One suspects that actor Lindsay Smiling has consumed his fair share of Sports Center recently. His portrayal of Darren Lemming, a star baseball player who announces his homosexuality midway through the season, captures the icy entitlement of the contemporary athlete. Lemming is biracial, smooth, and handsome (Smiling bears a resemblance to Sammy Sosa, albeit without the hulking chem-lab physique). He also cares about essentially nothing and no one, and looks upon his fellow humans as a lower species entirely.
This regional premiere of Richard Greenberg's 2002 play is a crisp and knowing production with a sharp and witty take on baseball--a game abusively overused as a metaphor but which still sturdily stands in for springtime, boyishness, and the uniquely American species of corrupted innocence. Above all, director Stan Wojewodski's cast puts forth a tone that brushes past the camaraderie and put-me-in-coach tone of lesser sports works while sharply portraying the fractiousness, tedium, and essential hollowness beneath.
Darren's best friend on the team is Kippy Sunderstrom, resident clubhouse intellectual. Usually this tag is applied to the player who was rumored to have once had a wet Stephen King paperback at the bottom of his locker, but Sean Dooley plays him with a good deal of subtlety and an appealingly transparent aw-shucks persona. Behind the scenes, he's the one member of the team who stands by Lemming after his announcement.
The Empires (a transparent stand-in for the Yankees, as Lemming seems a proxy for Derek Jeter) hit the skids shortly after Lemming's announcement, though fortunes are reversed with the arrival of Shane Mungitt, a backwoods primitive whose only skill is the ability to throw unhittable pitches in late innings.
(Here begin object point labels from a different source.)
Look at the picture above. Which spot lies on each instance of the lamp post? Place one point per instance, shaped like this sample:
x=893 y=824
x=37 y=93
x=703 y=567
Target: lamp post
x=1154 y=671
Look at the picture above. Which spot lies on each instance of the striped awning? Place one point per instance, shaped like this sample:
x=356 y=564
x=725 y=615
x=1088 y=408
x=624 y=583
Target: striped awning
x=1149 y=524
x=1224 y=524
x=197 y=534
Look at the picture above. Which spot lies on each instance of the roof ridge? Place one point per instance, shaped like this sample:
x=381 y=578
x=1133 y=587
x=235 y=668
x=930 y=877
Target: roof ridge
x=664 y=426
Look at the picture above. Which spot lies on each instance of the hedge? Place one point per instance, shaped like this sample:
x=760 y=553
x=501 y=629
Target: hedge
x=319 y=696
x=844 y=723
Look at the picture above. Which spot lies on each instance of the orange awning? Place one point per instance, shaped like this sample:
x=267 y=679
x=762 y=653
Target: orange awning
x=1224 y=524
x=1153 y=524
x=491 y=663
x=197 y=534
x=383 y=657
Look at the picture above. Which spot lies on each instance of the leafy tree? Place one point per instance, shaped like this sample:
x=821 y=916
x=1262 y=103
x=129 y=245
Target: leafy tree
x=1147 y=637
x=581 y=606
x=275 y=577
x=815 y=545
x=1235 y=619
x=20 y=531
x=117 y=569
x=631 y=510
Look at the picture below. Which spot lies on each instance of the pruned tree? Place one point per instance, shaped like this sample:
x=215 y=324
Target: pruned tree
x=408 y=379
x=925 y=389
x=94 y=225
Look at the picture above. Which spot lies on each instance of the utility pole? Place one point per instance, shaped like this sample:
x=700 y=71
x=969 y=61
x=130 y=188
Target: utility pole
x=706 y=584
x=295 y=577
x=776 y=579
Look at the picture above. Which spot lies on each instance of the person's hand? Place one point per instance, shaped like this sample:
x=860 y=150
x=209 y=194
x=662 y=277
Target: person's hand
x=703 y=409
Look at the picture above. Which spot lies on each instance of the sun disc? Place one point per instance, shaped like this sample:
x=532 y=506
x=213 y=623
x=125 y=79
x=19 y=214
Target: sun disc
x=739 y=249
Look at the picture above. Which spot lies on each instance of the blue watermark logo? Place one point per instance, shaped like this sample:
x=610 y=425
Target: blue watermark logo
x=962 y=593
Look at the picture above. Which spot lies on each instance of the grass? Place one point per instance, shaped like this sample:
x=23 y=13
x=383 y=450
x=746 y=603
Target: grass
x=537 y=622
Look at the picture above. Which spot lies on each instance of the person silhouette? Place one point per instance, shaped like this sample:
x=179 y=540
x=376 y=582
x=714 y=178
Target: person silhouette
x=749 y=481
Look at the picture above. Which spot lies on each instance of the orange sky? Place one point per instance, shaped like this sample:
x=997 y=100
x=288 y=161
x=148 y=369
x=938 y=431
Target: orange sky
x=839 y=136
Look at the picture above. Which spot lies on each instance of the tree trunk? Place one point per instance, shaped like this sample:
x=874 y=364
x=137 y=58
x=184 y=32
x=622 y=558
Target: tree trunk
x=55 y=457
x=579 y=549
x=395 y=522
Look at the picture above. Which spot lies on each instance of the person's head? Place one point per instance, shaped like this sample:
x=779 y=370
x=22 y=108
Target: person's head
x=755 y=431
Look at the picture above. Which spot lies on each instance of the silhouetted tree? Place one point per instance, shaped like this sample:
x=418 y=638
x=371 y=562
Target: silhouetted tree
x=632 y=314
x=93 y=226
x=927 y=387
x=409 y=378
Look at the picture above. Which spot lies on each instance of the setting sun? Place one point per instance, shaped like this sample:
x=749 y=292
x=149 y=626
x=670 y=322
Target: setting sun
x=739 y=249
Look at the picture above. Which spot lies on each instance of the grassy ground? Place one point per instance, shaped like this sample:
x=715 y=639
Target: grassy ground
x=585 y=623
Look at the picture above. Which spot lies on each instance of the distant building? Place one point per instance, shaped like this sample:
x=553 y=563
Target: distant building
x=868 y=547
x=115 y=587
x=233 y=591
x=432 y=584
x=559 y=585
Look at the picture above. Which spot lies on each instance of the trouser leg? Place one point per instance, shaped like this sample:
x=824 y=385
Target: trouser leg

Zach Curtis plays him as damaged goods with a thousand-yard stare, when not glancing about with the rancor of a man who suspects everyone is having a laugh at his expense, but lacks the intellectual equipment to be sure.
All of this takes place on a spare set done up in the green and white of the baseball diamond, though Jeff Thomson's design shifts midway through to feature shower heads, a working drain, and the team getting fresh and clean in Full Monty mode at the front of the stage. It's really quite hilarious, because the baseball players (still freaked out by Lemming) scrupulously avoid looking at anything they, uh, shouldn't be looking at, while keeping up a steady stream of nervous patter.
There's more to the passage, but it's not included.